Mme Du Deffand ( 1697 - 1780 )

Mme du Deffand décrit dans une lettre à Horace Walpole la compagnie qu’elle reçoit dans son salon (celui du lundi était particulièrement célèbre et très prisé par les encyclopédistes et les gens du monde)

« J'admirais hier au soir la nombreuse compagnie qui était chez moi ; hommes et femmes me paraissaient des machines à ressort, qui allaient, venaient, parlaient, riaient, sans penser, sans réfléchir, sans sentir ; chacun jouait son rôle par habitude : madame la duchesse d'Aiguillon crevait de rire, madame de Forcalquier dédaignait tout, madame de la Vallière jabotait sur tout.

Les hommes ne jouaient pas de meilleurs rôles et moi j'étais abîmée dans les réflexions les plus noires ; je pensais que j'avais passé ma vie dans des illusions; que je m'étais creusé moi-même tous les abîmes dans lesquels j'étais tombée ; que tous mes jugements avaient été faux et téméraires, et toujours trop précipités, et qu'enfin je n'avais parfaitement bien connu personne : que je n'en avais pas été connue non plus, et que peut-être je ne me connaissais pas moi-même. »

Racine ( 1639 - 1699 )

Dans ces quelques vers tirés de Bérénice (Acte IV, Scène V), le personnage éponyme fait ses adieux à Titus.

« Je n'écoute plus rien, et pour jamais adieu.
Pour jamais ! Ah ! Seigneur ! songez-vous en vous-même
Combien ce mot cruel est affreux quand on aime ?
Dans un mois, dans un an, comment souffrirons-nous,
Seigneur, que tant de mers me séparent de vous ?
Que le jour recommence et que le jour finisse,
Sans que jamais Titus puisse voir Bérénice,
Sans que de tout le jour je puisse voir Titus ? »

Louis XIV ( 1638 - 1715 )

Voici un billet du roi adressé à Colbert le 23 avril 1671 dans lequel il montre toute l’autorité dont il est capable.

« C'est la mémoire des services que vous m'avez rendus et mon amitié qui me donnent ce sentiment ; profitez-en et ne hasardez plus de me fâcher encore, car après que j'aurai entendu vos raisons et celles de vos confrères, et que j'aurai prononcé sur toutes vos prétentions, Je ne veux plus jamais en entendre parler.
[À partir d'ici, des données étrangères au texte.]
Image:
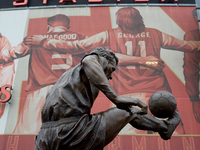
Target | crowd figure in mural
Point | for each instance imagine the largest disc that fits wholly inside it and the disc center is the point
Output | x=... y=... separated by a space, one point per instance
x=139 y=72
x=192 y=71
x=67 y=122
x=7 y=69
x=45 y=68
Voyez si la Marine ne vous convient pas, si vous ne l'avez pas à votre mode, si vous aimeriez mieux autre chose ; parlez librement, mais après la décision que je vous donnerai, je ne veux pas une seule réplique. »

Molière ( 1622 - 1673 )

Dans cette scène tirée des Précieuses ridicules, Molière se moque des habitudes langagières des Précieuses de son temps.

« Magdelon
Viste, voiturez-vous icy les commoditez de la conversation.

Mascarille
Mais au moins, y-a-t-il seureté icy pour moy ?

Cathos
Que craignez-vous ?

Mascarille
Quelque vol de mon cœur, quelque assassinat de ma franchise. Je vois icy des yeux qui ont la mine d'estre de fort mauvais garçons, de faire insulte aux libertez, & de traiter vne ame de Turc à More. Comment diable, d'abord qu'on les approche, ils se mettent sur leur garde meurtrière ? Ah ! Par ma foy je m'en défie, & je m'en vais gagner au pied, ou je veux caution bourgeoise qu'ils ne me feront point de mal.

Magdelon
Ma chère, c'est la caractère enjoüé.

Cathos
Je vois bien que c'est vn Amilcar.

Magdelon
Ne craignez rien, nos yeux n'ont point de mauvais desseins, & vostre cœur peut dormir en assurance sur leur prud'homie.

Cathos
Mais de grâce, Monsieur, ne soyez pas inexorable à ce fauteuil qui vous tend les bras il y a vn quart d'heure, contentez vn peu l'envie qu'il a de vous embrasser. [ … ] »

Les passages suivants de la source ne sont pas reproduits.